Background Nowadays, the histological examination of prostate core needle biopsies is still regarded as the gold standard in the diagnosis of prostate cancer (PCa). We investigated if the tissue print of core needle biopsy (biopsy print) could be used as adjunctive molecular investigative procedures in conjunction with routine histological examination of biopsy to improve PCa diagnosis. Methods The direct contact of PCa core biopsy to nitrocellulose membrane resulted in the release of a cellular micropeel that was used for downstream analytical procedures. Results By zymogram print-phoresis we demonstrated that matrix metalloproteases MMP-2 and MMP-9 could be visualized in biopsy prints and that the gelatinolytic activity was positively correlated with immunohistochemistry analysis of the same markers in matched bioptic specimens.
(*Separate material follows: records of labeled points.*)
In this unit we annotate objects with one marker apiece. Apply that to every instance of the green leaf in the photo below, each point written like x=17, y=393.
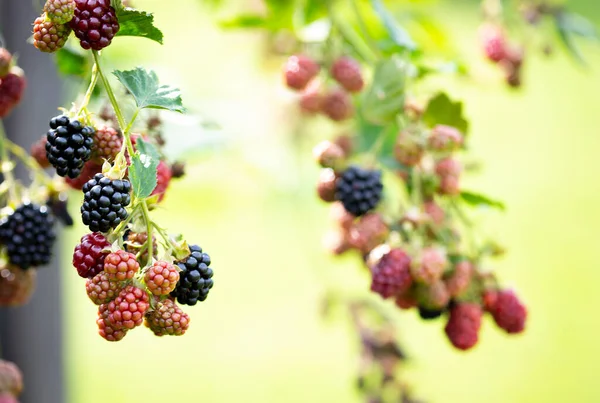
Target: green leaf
x=72, y=63
x=441, y=110
x=384, y=100
x=138, y=23
x=245, y=21
x=479, y=200
x=143, y=169
x=570, y=25
x=143, y=85
x=398, y=34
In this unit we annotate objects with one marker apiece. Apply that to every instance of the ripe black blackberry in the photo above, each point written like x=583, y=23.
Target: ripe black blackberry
x=104, y=202
x=195, y=278
x=359, y=190
x=69, y=145
x=28, y=235
x=95, y=23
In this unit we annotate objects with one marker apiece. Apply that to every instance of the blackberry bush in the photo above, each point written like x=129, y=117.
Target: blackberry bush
x=195, y=278
x=359, y=190
x=69, y=145
x=104, y=202
x=28, y=235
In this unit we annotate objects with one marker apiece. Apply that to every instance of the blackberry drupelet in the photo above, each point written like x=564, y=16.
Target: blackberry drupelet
x=95, y=23
x=195, y=278
x=104, y=202
x=359, y=190
x=28, y=235
x=69, y=145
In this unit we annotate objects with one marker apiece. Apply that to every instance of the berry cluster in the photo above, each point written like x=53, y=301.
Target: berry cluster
x=130, y=290
x=94, y=23
x=11, y=382
x=498, y=50
x=12, y=83
x=316, y=96
x=416, y=251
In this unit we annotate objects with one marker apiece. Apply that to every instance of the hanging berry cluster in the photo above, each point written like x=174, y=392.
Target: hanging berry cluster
x=135, y=271
x=27, y=213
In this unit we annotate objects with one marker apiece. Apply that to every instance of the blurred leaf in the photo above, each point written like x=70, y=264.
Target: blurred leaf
x=479, y=200
x=569, y=25
x=245, y=21
x=138, y=23
x=72, y=63
x=396, y=32
x=143, y=85
x=385, y=98
x=442, y=110
x=143, y=169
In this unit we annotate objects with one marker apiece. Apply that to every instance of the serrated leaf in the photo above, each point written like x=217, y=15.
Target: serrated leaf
x=385, y=98
x=479, y=200
x=71, y=63
x=143, y=169
x=441, y=110
x=396, y=32
x=138, y=23
x=143, y=85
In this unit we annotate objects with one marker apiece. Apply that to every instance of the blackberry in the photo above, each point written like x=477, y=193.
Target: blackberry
x=359, y=190
x=95, y=23
x=69, y=145
x=430, y=314
x=28, y=235
x=195, y=278
x=104, y=202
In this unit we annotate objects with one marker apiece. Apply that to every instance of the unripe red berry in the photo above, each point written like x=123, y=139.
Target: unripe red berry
x=49, y=36
x=299, y=70
x=12, y=87
x=167, y=319
x=445, y=138
x=337, y=105
x=121, y=266
x=434, y=296
x=508, y=312
x=391, y=275
x=463, y=325
x=493, y=41
x=161, y=278
x=128, y=309
x=346, y=71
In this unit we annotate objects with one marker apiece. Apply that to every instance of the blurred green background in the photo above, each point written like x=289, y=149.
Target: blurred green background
x=248, y=200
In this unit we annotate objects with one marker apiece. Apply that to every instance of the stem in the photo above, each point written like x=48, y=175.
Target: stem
x=4, y=164
x=90, y=90
x=149, y=226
Moreover, we compared the ability to detect the PCa-associated hypermethylation of GSTP1 promoter in DNA extracted from biopsy prints with those of the corresponding core needle biopsies. Biopsy prints demonstrated the same specificity of biopsies in detecting PCa (50%) while the sensitivity and the positive predictive value were lower than biopsies (56% vs 78% and 63% vs 70%, respectively). Conclusions Biopsy print, combining a molecular point of view to the routinely hystopathological analysis of prostate biopsies, should be a useful tool to improve the diagnosis of PCa.